Changes in llava_hf.py. Corrected the response split by role and adde…

…d the ability to specify an EOS token (#153) * get model ans w/o split by ASSISTANT * specified_eot_token_id for gen problems
EvolvingLMMs-Lab · Jul 20, 2024 · 44f3015 · 44f3015
1 parent 1703b02
commit 44f3015
Showing 1 changed file with 4 additions and 7 deletions.
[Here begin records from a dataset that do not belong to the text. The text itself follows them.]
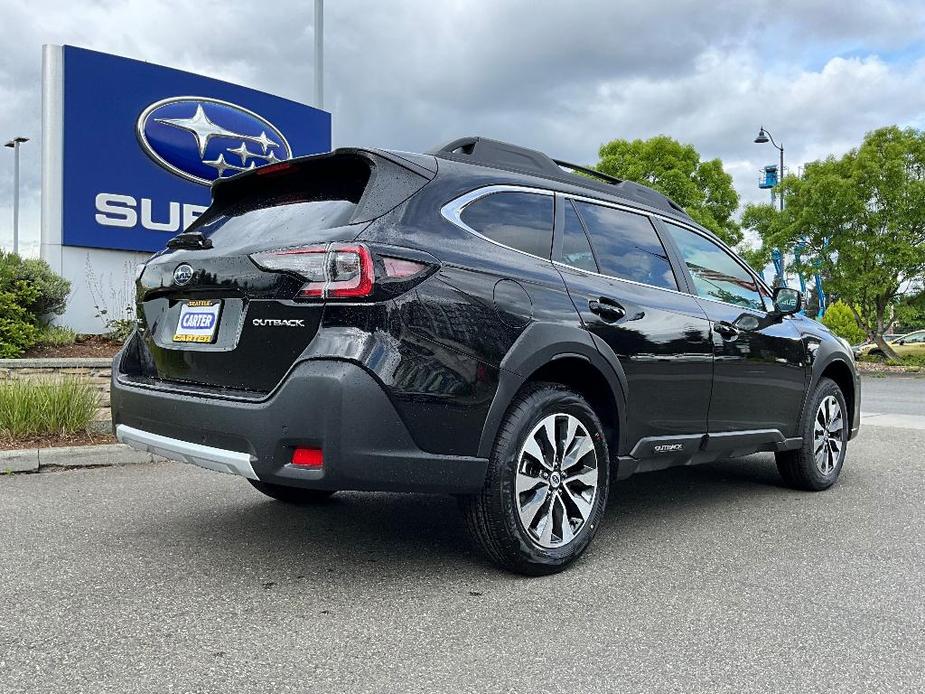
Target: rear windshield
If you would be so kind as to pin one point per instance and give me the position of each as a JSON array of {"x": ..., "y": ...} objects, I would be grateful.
[{"x": 309, "y": 202}]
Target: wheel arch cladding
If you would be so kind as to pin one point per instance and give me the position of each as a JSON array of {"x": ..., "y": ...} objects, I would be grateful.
[
  {"x": 840, "y": 372},
  {"x": 566, "y": 355}
]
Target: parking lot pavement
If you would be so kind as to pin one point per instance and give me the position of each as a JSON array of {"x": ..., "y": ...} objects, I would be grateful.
[{"x": 167, "y": 578}]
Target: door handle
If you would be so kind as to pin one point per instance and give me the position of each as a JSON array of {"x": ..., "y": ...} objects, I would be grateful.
[
  {"x": 727, "y": 330},
  {"x": 608, "y": 309}
]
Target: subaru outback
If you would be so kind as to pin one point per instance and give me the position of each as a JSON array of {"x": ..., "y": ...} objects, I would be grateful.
[{"x": 482, "y": 321}]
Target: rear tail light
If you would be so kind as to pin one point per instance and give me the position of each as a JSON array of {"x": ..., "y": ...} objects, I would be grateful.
[
  {"x": 337, "y": 270},
  {"x": 308, "y": 458}
]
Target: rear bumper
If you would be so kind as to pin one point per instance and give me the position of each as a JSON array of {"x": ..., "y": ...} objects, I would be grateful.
[{"x": 333, "y": 405}]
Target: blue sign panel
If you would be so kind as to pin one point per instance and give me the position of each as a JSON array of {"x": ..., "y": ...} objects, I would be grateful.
[{"x": 142, "y": 144}]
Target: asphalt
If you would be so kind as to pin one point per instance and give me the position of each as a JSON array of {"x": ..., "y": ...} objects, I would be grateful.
[
  {"x": 891, "y": 394},
  {"x": 167, "y": 578}
]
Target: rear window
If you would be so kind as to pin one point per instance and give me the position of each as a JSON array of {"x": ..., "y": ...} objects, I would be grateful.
[
  {"x": 627, "y": 246},
  {"x": 518, "y": 220},
  {"x": 306, "y": 202}
]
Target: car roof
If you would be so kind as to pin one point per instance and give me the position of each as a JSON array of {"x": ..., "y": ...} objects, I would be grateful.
[{"x": 483, "y": 151}]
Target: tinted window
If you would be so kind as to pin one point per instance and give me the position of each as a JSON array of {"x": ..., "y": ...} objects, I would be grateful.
[
  {"x": 716, "y": 274},
  {"x": 627, "y": 246},
  {"x": 519, "y": 220},
  {"x": 576, "y": 250}
]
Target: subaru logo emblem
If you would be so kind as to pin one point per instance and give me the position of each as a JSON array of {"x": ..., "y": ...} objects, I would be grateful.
[
  {"x": 202, "y": 139},
  {"x": 183, "y": 274}
]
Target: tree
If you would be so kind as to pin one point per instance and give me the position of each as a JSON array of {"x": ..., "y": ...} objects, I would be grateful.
[
  {"x": 702, "y": 188},
  {"x": 861, "y": 222},
  {"x": 840, "y": 320}
]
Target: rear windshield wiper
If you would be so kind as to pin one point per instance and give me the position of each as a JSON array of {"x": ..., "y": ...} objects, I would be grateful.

diff --git a/lmms_eval/models/llava_hf.py b/lmms_eval/models/llava_hf.py
@@ -52,6 +52,7 @@ def __init__(
         device_map: str = "",
         chat_template: Optional[str] = None,
         use_cache: bool = True,
+        specified_eot_token_id: Optional[int] = None,
         **kwargs,
     ) -> None:
         super().__init__()
@@ -85,6 +86,7 @@ def __init__(
         self.batch_size_per_gpu = int(batch_size)
         self.chat_template = chat_template
         self.use_cache = use_cache
+        self.specified_eot_token_id = specified_eot_token_id
         if accelerator.num_processes > 1 and device_map == "":
             assert accelerator.distributed_type in [DistributedType.FSDP, DistributedType.MULTI_GPU, DistributedType.DEEPSPEED], "Unsupported distributed type provided. Only DDP and FSDP are supported."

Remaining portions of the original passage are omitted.